16 Apr What keeps me motivated
Staying motivated on a long project requires a particular sort of grit. There are strategies that help you hang in there for the long game. When I had my mini writing retreat at Bundanon, I was looking back over my ‘writing journal’. These are the notes I write about — not for — my project. I just create a separate document in Scrivener for this, but you could do it long-hand. I started this practice when writing Last Seen in Lhasa and again for The Pagoda Tree.
A writing journal helps for many reasons, the main one: it keeps you motivated.

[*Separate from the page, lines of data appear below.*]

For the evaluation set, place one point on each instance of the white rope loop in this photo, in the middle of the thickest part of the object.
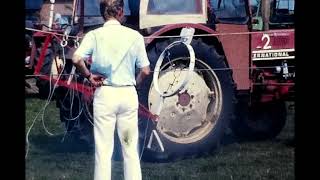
(159, 63)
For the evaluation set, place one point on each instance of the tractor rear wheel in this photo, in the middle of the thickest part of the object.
(191, 122)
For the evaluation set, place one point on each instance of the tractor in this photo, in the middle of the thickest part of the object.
(244, 70)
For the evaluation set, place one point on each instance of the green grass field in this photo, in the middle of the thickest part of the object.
(51, 159)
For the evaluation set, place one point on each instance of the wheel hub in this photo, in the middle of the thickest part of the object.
(190, 115)
(184, 98)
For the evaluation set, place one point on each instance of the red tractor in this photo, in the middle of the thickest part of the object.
(244, 70)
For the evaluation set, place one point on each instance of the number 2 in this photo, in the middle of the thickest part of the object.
(266, 45)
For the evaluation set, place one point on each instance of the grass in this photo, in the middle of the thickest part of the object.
(51, 159)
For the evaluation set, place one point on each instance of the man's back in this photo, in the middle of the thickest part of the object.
(116, 52)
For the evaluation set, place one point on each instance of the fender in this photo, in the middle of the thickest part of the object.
(237, 54)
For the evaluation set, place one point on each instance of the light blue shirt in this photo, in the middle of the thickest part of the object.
(116, 52)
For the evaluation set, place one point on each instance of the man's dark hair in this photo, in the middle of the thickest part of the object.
(110, 8)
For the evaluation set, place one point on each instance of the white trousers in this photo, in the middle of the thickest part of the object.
(116, 106)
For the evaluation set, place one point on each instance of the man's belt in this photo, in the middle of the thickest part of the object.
(115, 85)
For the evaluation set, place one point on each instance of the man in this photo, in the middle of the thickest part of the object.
(116, 51)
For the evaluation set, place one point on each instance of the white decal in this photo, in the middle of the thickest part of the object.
(266, 45)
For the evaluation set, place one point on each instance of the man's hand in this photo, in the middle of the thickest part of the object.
(96, 80)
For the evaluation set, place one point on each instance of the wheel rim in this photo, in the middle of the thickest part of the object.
(192, 114)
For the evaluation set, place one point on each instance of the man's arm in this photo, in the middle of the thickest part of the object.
(144, 71)
(94, 79)
(78, 61)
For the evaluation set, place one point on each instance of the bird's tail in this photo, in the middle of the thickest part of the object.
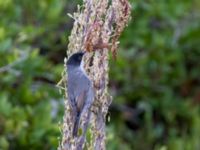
(76, 125)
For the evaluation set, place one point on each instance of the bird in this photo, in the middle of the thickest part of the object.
(80, 89)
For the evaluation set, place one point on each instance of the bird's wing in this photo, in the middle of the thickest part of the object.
(80, 101)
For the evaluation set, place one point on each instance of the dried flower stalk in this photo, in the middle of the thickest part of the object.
(97, 27)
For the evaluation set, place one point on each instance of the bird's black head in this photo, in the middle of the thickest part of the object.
(75, 59)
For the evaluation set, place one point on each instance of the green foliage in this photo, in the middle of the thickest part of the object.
(156, 75)
(157, 72)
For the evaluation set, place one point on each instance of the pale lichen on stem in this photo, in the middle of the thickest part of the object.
(97, 27)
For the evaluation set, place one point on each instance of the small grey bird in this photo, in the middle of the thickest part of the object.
(80, 89)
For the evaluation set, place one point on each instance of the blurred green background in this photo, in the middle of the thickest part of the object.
(155, 81)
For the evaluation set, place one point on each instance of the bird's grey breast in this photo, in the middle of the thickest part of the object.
(78, 82)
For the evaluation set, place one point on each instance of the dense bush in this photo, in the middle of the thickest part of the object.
(154, 81)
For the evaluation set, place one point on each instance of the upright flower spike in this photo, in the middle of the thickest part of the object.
(96, 29)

How to use a writing journal to keep on track
- I use it as my ‘inner writing therapist’. It has no gender, it’s there for me to write whatever I want. Sometimes I’m ecstatic, yes, it does happen when writing! Other times I’m complaining about how hard it is or how far I still have to go. I notice I whinge less the more I write. That has to be a good thing.
- I think of it is a crucible: I pour emotions in there which gets them out of me, and, more importantly, out of the project. This is another form of ‘mental floss’ or brain dump. It’s a way to come fresh to the writing rather than carry over emotions that don’t belong to a particular scene or character.
- I get inspired by re-reading sections when I describe how the writing is working — especially on the staring-at-a-blank-page days.
- I forget what I’ve written, and when I come back to it, I’m filled up with good ideas. It’s my repository of important things to write down. Quotes. Excerpts from writing books or inspiring passages from novels.
- I can see my progress. I admit that at Bundanon I was shocked when I realised that it was three years, almost to the day, since I had written the first chunk of the novel… at Bundanon itself. At the same. OMG. Time flies. Then, I felt pleased that I knew that. There was a nice sense of completion that I was back there and working towards the finishing line.
- I re-read my writing journal from The Pagoda Tree and realise how far I’ve come. Phew. That’s a relief.
- I see how much ebb and flow there is in the creative process. Things take longer than you think, that’s okay. It’s better to know and accept that rather than beat yourself up.
- I know some stuff I write about the process of research and writing is helpful in publishing and promotion. I created an entire book on ‘How I wrote the Pagoda Tree’ from my writing journal.
- I can see that as I become more comfortable in writing fiction, writing about the process requires less work. This helps me relax more.